Media Contact: Todd McLeish, 401-874-7892

URI faculty among international team of scientists

NARRAGANSETT, R.I. – March 11, 2013 -- The Deep Carbon Observatory, a decade-long $500 million research project to discover the quantity, movement, origin, and forms of carbon deep inside the Earth, has released a landmark 700-page book, Carbon in Earth, which outlines questions that will guide the program through 2019 and beyond.

The research program, which includes URI scientists Steven D’Hondt, Katherine Kelley and Dawn Cardace, is investigating the movement of deep carbon in the slow convection of the mantle, the percolating fluids of the crust, and the violent emissions from volcanoes. It is searching for the ancient origin of deep carbon and the formation and transformation of its many forms, ranging from gas and oil to diamonds and deep microbes.

The Deep Carbon Observatory is also making a significant commitment to an international engagement and communications effort, led by Sara Hickox and Sunshine Menezes at URI’s Office of Marine Programs and funded through a grant to the Graduate School of Oceanography from the Alfred P. Sloan Foundation.

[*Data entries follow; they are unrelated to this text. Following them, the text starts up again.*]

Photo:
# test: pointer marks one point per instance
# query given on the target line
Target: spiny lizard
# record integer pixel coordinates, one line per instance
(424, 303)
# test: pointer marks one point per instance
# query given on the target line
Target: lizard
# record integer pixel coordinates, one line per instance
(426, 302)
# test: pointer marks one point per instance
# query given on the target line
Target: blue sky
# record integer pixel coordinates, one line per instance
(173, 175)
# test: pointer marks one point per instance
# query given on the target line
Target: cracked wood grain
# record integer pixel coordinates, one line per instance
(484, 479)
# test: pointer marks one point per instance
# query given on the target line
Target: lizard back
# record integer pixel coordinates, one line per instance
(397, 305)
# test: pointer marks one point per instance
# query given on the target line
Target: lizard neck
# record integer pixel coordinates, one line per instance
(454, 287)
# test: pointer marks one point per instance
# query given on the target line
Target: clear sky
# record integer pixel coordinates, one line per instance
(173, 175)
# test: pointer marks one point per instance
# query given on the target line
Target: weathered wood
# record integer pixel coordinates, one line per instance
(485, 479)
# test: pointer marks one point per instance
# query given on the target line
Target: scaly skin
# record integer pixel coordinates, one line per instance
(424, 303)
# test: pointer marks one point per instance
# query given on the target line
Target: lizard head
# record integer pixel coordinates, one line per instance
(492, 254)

The new book, details of the Observatory program, and a new website (www.deepcarbon.net) were announced on March 4 at the U.S. National Academy of Sciences in Washington, D.C.

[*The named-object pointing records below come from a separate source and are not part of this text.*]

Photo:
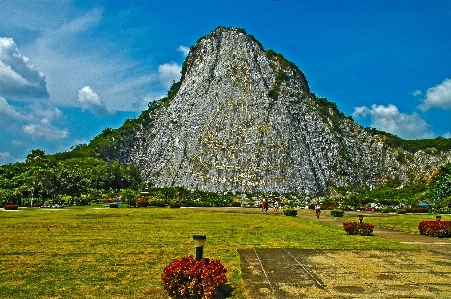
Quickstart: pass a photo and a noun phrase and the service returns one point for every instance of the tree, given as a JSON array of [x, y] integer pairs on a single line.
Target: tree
[[440, 185]]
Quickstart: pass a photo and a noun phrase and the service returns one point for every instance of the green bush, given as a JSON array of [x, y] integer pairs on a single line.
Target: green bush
[[357, 228], [290, 212], [337, 213], [175, 205]]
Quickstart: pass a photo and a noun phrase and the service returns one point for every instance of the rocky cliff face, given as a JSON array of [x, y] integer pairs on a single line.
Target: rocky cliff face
[[244, 119]]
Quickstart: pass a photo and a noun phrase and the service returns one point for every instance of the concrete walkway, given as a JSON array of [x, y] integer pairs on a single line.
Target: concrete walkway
[[309, 273], [437, 245]]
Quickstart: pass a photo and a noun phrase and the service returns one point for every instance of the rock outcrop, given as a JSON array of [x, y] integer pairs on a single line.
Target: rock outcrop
[[244, 119]]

Ninety percent or more of Earth’s carbon is thought to be locked away or in motion deep underground—a hidden dimension of the planet as poorly understood as it is profoundly important to life on the surface, according to scientists.

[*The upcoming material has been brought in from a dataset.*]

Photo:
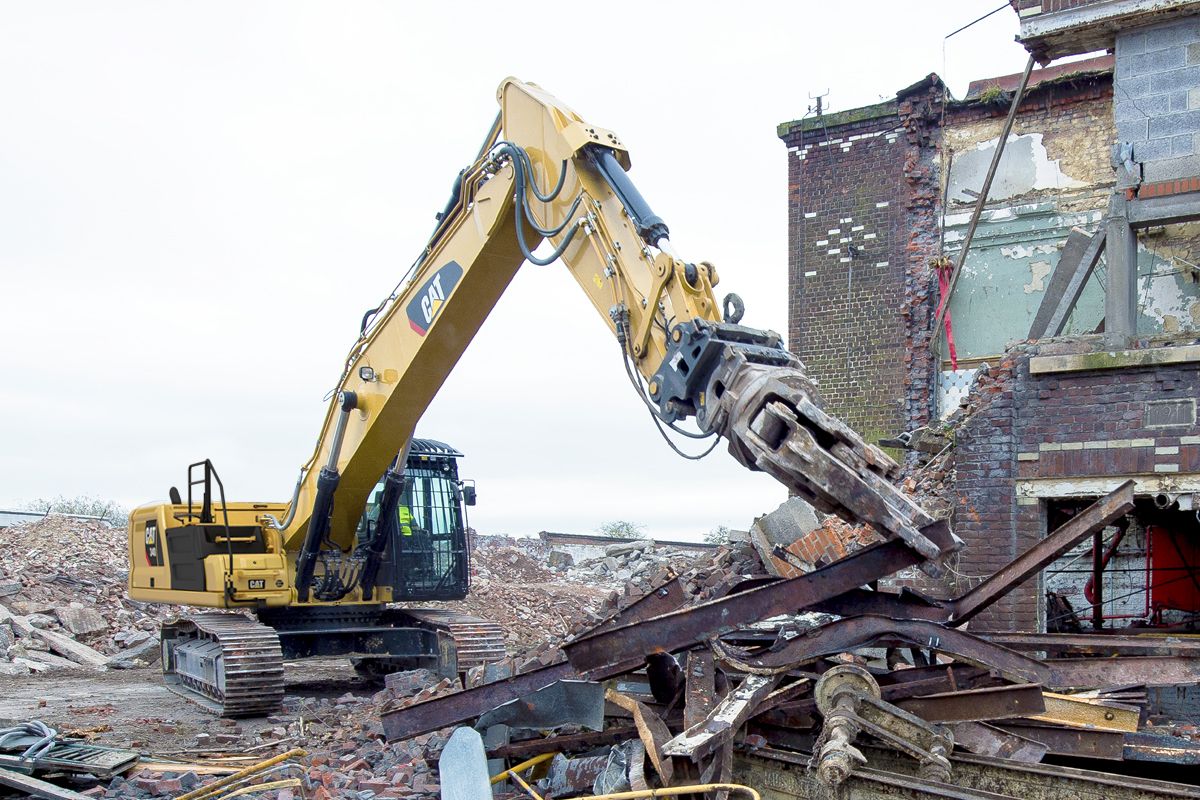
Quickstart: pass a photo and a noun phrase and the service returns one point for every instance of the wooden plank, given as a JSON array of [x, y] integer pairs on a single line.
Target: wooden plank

D’Hondt, a URI professor of oceanography, co-authored a chapter in the new book and is a member of the Observatory’s Deep Life Directorate, which is discovering and describing the microbes and viruses that live in the deep ocean and beneath the ocean floor and how they interact with deep carbon cycles.

The variety of bacterial life at extreme high-pressure depths worldwide constitutes a subterranean “Galapagos,” he said, adding that such subsurface life comprises a large portion of Earth’s total biomass. DNA has unearthed a marvel of diversity among deep single-celled microorganisms. And deep fungi, organisms with complex cell structures in the marine subsurface, have been a scientific surprise.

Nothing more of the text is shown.